Hebe in Greek and Roman Biography and Mythology

(Ἥβη), the personification of youth, is described as a daughter of Zeus and Hera (Apollod. 1.3.1.), and is, according to the Iliad (4.2), the minister of the gods, who fills their cups with nectar; she assists Hera in putting the horses to her chariot (5.722); and she bathes and dresses her brother Ares (5.905). According to the Odyssey (11.603); comp. Hes. Th. 950), she was married to Heracles after his apotheosis. Later traditions, however, describe her as having become by Heracles the mother of two sons, Alexiares and Anticetus (Apollod. 2.7.7), and as a divinity who had it in her power to make persons of an advanced age young again. (Ov.
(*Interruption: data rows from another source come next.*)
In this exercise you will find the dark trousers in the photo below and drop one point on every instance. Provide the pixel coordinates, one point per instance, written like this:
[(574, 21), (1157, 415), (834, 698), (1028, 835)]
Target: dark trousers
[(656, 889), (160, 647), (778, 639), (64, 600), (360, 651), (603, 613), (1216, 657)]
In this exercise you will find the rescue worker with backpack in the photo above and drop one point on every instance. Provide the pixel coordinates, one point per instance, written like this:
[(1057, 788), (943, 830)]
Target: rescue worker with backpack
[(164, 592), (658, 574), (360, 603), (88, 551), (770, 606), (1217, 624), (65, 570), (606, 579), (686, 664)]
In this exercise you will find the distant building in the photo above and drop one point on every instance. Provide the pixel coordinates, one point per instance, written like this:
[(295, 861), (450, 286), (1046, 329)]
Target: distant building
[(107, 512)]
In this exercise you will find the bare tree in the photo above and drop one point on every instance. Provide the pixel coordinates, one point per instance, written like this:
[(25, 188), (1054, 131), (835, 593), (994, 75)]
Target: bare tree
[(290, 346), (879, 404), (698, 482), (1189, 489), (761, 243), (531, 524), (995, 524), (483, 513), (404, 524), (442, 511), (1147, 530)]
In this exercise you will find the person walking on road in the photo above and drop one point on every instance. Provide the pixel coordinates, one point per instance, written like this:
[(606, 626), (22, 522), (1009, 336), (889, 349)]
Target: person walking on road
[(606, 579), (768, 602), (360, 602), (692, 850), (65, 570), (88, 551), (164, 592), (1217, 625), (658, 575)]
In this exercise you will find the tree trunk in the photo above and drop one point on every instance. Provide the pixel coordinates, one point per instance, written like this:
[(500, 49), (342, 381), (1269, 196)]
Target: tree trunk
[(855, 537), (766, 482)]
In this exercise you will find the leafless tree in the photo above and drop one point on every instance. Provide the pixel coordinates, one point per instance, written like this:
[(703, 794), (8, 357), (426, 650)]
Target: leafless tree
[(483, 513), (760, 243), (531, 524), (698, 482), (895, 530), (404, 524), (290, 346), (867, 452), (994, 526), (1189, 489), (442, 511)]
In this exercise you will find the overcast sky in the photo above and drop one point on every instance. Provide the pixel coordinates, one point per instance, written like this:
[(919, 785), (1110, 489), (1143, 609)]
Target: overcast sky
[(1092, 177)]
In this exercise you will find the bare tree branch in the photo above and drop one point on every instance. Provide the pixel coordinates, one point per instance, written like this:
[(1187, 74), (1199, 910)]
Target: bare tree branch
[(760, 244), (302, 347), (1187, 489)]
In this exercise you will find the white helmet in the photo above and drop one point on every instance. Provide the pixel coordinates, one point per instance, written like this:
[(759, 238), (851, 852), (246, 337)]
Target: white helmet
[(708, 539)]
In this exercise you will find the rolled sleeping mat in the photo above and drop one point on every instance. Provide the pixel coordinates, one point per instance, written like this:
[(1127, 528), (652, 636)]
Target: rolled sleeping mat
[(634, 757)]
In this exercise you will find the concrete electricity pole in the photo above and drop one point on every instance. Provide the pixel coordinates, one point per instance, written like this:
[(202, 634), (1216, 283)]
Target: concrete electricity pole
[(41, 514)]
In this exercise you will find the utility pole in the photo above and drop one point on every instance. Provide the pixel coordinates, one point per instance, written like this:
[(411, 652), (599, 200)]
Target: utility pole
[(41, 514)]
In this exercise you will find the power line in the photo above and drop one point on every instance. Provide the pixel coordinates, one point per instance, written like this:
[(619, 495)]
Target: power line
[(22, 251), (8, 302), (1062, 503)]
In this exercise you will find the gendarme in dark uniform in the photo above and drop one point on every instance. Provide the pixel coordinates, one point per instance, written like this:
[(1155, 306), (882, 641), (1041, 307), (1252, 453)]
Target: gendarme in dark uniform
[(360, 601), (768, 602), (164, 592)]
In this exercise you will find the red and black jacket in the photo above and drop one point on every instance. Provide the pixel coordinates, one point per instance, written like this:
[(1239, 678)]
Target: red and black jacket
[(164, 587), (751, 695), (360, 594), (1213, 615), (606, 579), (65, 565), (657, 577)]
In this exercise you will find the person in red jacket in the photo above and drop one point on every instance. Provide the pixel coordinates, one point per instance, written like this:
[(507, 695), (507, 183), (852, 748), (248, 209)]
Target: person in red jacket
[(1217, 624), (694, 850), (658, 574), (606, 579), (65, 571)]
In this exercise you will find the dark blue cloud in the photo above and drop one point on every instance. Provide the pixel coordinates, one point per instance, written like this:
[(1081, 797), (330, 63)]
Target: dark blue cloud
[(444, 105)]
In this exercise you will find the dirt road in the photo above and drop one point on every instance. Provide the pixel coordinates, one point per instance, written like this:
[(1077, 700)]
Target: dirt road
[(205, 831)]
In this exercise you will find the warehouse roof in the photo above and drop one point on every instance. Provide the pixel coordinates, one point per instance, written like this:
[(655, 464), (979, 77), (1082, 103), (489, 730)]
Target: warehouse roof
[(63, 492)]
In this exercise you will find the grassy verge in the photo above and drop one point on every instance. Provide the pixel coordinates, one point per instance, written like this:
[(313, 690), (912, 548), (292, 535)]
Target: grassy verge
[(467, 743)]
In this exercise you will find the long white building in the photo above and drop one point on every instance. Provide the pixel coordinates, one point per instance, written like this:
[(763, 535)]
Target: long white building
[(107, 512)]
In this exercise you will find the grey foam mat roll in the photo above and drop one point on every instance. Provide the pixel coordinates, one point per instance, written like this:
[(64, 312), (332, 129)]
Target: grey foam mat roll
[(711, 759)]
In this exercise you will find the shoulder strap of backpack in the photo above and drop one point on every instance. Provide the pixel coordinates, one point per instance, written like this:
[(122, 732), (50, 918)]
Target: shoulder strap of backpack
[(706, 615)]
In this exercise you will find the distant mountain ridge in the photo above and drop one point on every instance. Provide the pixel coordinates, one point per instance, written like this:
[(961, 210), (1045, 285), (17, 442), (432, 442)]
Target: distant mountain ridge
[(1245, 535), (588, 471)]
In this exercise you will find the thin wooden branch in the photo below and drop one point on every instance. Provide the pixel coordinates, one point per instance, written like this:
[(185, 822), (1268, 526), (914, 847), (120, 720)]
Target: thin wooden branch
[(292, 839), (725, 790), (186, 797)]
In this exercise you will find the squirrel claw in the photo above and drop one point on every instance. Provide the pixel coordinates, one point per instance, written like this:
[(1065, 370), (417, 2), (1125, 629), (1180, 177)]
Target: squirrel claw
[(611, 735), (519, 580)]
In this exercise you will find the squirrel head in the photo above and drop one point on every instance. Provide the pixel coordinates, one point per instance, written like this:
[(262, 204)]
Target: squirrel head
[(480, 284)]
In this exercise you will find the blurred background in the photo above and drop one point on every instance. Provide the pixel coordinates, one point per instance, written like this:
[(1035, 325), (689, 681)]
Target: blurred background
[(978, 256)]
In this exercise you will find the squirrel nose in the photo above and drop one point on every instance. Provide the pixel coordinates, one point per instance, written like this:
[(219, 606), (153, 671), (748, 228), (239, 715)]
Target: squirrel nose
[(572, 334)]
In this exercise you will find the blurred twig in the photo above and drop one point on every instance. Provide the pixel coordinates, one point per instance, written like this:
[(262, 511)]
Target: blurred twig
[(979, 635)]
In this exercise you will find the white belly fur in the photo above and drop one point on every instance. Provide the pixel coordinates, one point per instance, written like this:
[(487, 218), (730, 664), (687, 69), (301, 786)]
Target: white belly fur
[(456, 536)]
Met. 9.400, &c.) She was worshipped at Athens, where she had an altar in the Cynosarges, near one of Heracles. (Paus. 1.19.3.) Under the name of the female Ganymedes (Ganymeda) or Dia, she was worshipped in a sacred grove at Sicyon and Phlius. (Paus. 2.13.3; Strab. viii. p.382.) At Rome the goddess was worshipped under the corresponding name of Juventas, and that at a very early time, for her chapel on the Capitol existed before the temple of Jupiter was built there; and she, as well as Terminus, is said to have opposed the consecration of the temple of Jupiter. (Liv. 5.54.) Another temple of Juventas, in the Circus Maximus, was vowed by the consul M. Livius, after the defeat of Hasdrubal, in B. C. 207, and was consecrated 16 years afterwards. (Liv. 36.36 ; comp. 21.62; Dionys. A. R. 4.15, where a temple of Juventas is mentioned as early as the reign of Servius Tullius; August. de Civ. Dei, 4.23; Plin. Nat. 29.4, 14, 35.36, 22.) - A Dictionary of Greek and Roman biography and mythology, William Smith, Ed.